Introduction
I go through cycles of insomnia - a fact that won't surprise people who've
read the novel chronicling the adventures of Ralph Roberts - and so I try to
keep a story handy for those nights when sleep won't come. I tell these to
myself as I lie in the dark, writing them in my mind just as I would on a
typewriter or a word processor, often going back and changing words,
adding thoughts, deleting clauses, making up the dialogue. Each night I
start over at the beginning, getting a little further before I drop off. By the
fifth or sixth night I've usually got whole chunks of prose memorized. This
probably sounds a little nuts, but it's soothing and as a time-passer, it beats
the shit out of counting sheep.
These stories eventually wear out, just as a book will after it's been read
over and over again. ("Throw it out and buy a new one, Stephen," my
mother would sometimes say, turning an irritable eye on a well-loved comic
book or paperback. "That one's read to rags.") Then it's time to look for a
new one, and during my bouts of sleeplessness, I hope a new one will come
soon, because sleepless hours are long hours.

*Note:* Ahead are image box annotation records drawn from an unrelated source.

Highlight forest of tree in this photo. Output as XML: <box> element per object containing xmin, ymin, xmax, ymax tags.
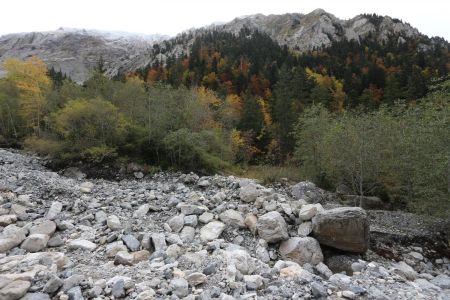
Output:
<box><xmin>0</xmin><ymin>29</ymin><xmax>450</xmax><ymax>216</ymax></box>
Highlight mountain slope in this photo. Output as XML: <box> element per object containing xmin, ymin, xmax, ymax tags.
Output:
<box><xmin>216</xmin><ymin>9</ymin><xmax>420</xmax><ymax>51</ymax></box>
<box><xmin>0</xmin><ymin>29</ymin><xmax>164</xmax><ymax>83</ymax></box>
<box><xmin>0</xmin><ymin>9</ymin><xmax>446</xmax><ymax>83</ymax></box>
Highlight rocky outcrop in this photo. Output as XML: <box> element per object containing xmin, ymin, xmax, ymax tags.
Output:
<box><xmin>0</xmin><ymin>149</ymin><xmax>450</xmax><ymax>300</ymax></box>
<box><xmin>215</xmin><ymin>9</ymin><xmax>420</xmax><ymax>51</ymax></box>
<box><xmin>312</xmin><ymin>207</ymin><xmax>369</xmax><ymax>252</ymax></box>
<box><xmin>0</xmin><ymin>28</ymin><xmax>167</xmax><ymax>83</ymax></box>
<box><xmin>0</xmin><ymin>9</ymin><xmax>436</xmax><ymax>84</ymax></box>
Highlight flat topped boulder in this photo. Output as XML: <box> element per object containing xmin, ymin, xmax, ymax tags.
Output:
<box><xmin>256</xmin><ymin>211</ymin><xmax>289</xmax><ymax>243</ymax></box>
<box><xmin>279</xmin><ymin>237</ymin><xmax>323</xmax><ymax>265</ymax></box>
<box><xmin>312</xmin><ymin>207</ymin><xmax>369</xmax><ymax>253</ymax></box>
<box><xmin>200</xmin><ymin>221</ymin><xmax>225</xmax><ymax>242</ymax></box>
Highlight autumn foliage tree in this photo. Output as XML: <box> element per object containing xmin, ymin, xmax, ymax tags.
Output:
<box><xmin>5</xmin><ymin>56</ymin><xmax>51</xmax><ymax>135</ymax></box>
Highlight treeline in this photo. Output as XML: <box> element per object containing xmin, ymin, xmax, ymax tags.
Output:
<box><xmin>0</xmin><ymin>57</ymin><xmax>270</xmax><ymax>172</ymax></box>
<box><xmin>0</xmin><ymin>42</ymin><xmax>450</xmax><ymax>213</ymax></box>
<box><xmin>138</xmin><ymin>27</ymin><xmax>450</xmax><ymax>159</ymax></box>
<box><xmin>295</xmin><ymin>81</ymin><xmax>450</xmax><ymax>216</ymax></box>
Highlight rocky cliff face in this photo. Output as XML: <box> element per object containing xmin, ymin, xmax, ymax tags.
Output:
<box><xmin>0</xmin><ymin>149</ymin><xmax>450</xmax><ymax>300</ymax></box>
<box><xmin>214</xmin><ymin>9</ymin><xmax>420</xmax><ymax>51</ymax></box>
<box><xmin>0</xmin><ymin>29</ymin><xmax>164</xmax><ymax>83</ymax></box>
<box><xmin>0</xmin><ymin>9</ymin><xmax>436</xmax><ymax>83</ymax></box>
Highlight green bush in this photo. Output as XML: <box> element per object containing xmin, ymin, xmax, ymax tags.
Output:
<box><xmin>295</xmin><ymin>92</ymin><xmax>450</xmax><ymax>214</ymax></box>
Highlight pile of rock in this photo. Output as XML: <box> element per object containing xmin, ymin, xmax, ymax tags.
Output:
<box><xmin>0</xmin><ymin>150</ymin><xmax>450</xmax><ymax>300</ymax></box>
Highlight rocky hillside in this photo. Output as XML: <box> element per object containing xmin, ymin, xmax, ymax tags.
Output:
<box><xmin>216</xmin><ymin>9</ymin><xmax>420</xmax><ymax>51</ymax></box>
<box><xmin>0</xmin><ymin>28</ymin><xmax>165</xmax><ymax>83</ymax></box>
<box><xmin>0</xmin><ymin>149</ymin><xmax>450</xmax><ymax>300</ymax></box>
<box><xmin>0</xmin><ymin>9</ymin><xmax>438</xmax><ymax>83</ymax></box>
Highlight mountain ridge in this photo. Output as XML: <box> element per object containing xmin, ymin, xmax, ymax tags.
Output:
<box><xmin>0</xmin><ymin>9</ymin><xmax>446</xmax><ymax>83</ymax></box>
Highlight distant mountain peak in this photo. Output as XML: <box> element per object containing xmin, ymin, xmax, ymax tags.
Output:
<box><xmin>0</xmin><ymin>8</ymin><xmax>437</xmax><ymax>82</ymax></box>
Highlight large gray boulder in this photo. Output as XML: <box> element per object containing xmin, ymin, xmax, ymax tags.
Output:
<box><xmin>219</xmin><ymin>209</ymin><xmax>245</xmax><ymax>228</ymax></box>
<box><xmin>279</xmin><ymin>237</ymin><xmax>323</xmax><ymax>265</ymax></box>
<box><xmin>291</xmin><ymin>181</ymin><xmax>329</xmax><ymax>203</ymax></box>
<box><xmin>312</xmin><ymin>207</ymin><xmax>369</xmax><ymax>253</ymax></box>
<box><xmin>256</xmin><ymin>211</ymin><xmax>289</xmax><ymax>243</ymax></box>
<box><xmin>20</xmin><ymin>233</ymin><xmax>49</xmax><ymax>252</ymax></box>
<box><xmin>200</xmin><ymin>221</ymin><xmax>225</xmax><ymax>242</ymax></box>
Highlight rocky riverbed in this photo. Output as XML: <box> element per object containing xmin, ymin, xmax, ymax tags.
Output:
<box><xmin>0</xmin><ymin>149</ymin><xmax>450</xmax><ymax>300</ymax></box>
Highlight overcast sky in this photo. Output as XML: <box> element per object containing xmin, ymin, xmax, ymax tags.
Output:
<box><xmin>0</xmin><ymin>0</ymin><xmax>450</xmax><ymax>40</ymax></box>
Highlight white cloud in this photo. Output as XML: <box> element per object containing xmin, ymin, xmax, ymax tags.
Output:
<box><xmin>0</xmin><ymin>0</ymin><xmax>450</xmax><ymax>40</ymax></box>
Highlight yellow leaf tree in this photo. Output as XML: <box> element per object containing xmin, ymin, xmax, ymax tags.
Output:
<box><xmin>5</xmin><ymin>56</ymin><xmax>51</xmax><ymax>136</ymax></box>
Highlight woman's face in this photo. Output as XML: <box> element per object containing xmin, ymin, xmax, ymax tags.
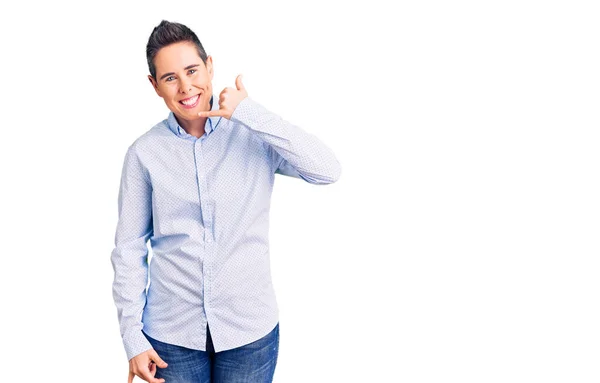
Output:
<box><xmin>148</xmin><ymin>42</ymin><xmax>213</xmax><ymax>120</ymax></box>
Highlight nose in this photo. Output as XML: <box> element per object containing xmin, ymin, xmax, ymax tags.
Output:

In 1992 or '93, I was working on a bedtime story called "What Tricks
Your Eye." It was about a man on death row - a huge black man - who
develops an interest in sleight-of-hand as the date of his execution draws
near. The story was to be told in the first person, by an old trusty who
wheeled a cart of books through the cell blocks, and who also sold
cigarettes, novelties, and little notions like hair tonic and airplanes made out
of waxed paper. At the end of the story, just before his execution, I wanted
the huge prisoner, Luke Coffey, to make himself disappear.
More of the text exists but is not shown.